A justiça dos EUA aprovou a fusão de US$ 111 bilhões entre Paramount Skydance, controlada pela família Ellison, e Warner Bros. Discovery, dona de CNN e HBO. A decisão ocorreu após meses de análise pela divisão antitruste.
A aprovação, anunciada na sexta-feira, não impede investigações e outros entraves internacionais. Reguladores britânicos abriram um inquérito para avaliar impactos da operação na concorrência no Reino Unido.
Reações e próximos passos
Na prática, o acordo ainda enfrenta escrutínio ativo na Austrália, onde a autoridade reguladora já aprovou o negócio, e na União Europeia, que analisa as fontes de financiamento envolvidas, incluindo fundos soberanos.
Dados do órgão regulador americano indicam que o estudo avaliou impacto em streaming, televisão linear e produção de filmes, concluindo que a transação não deve prejudicar a concorrência nem os consumidores.
Empresas destacaram a expectativa de sinergias significativas que podem chegar a US$ 6 bilhões, com promessas de manter independência editorial em algumas frentes, apesar de rumores sobre mudanças estratégicas.

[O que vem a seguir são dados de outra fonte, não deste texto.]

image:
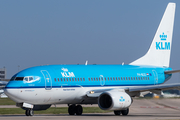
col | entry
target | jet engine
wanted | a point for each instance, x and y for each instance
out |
(114, 100)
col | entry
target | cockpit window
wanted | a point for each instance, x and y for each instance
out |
(26, 78)
(30, 78)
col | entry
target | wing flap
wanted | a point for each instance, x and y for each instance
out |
(156, 87)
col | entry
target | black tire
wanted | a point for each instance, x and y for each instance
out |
(31, 112)
(79, 110)
(71, 109)
(117, 112)
(125, 112)
(27, 113)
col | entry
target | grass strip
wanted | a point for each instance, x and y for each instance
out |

Analistas ponderam que, além de aprovações setoriais, há possibilidade de uma ação legal movida por tribunais estaduais, com foco em reduzir potenciais efeitos anticompetitivos da fusão.
Profissionais de CBS News e CNN temeram impactos na estrutura de empregos, dado o aumento de concentração na mídia, ainda que as companhias afirmem preservar empregos e conteúdos.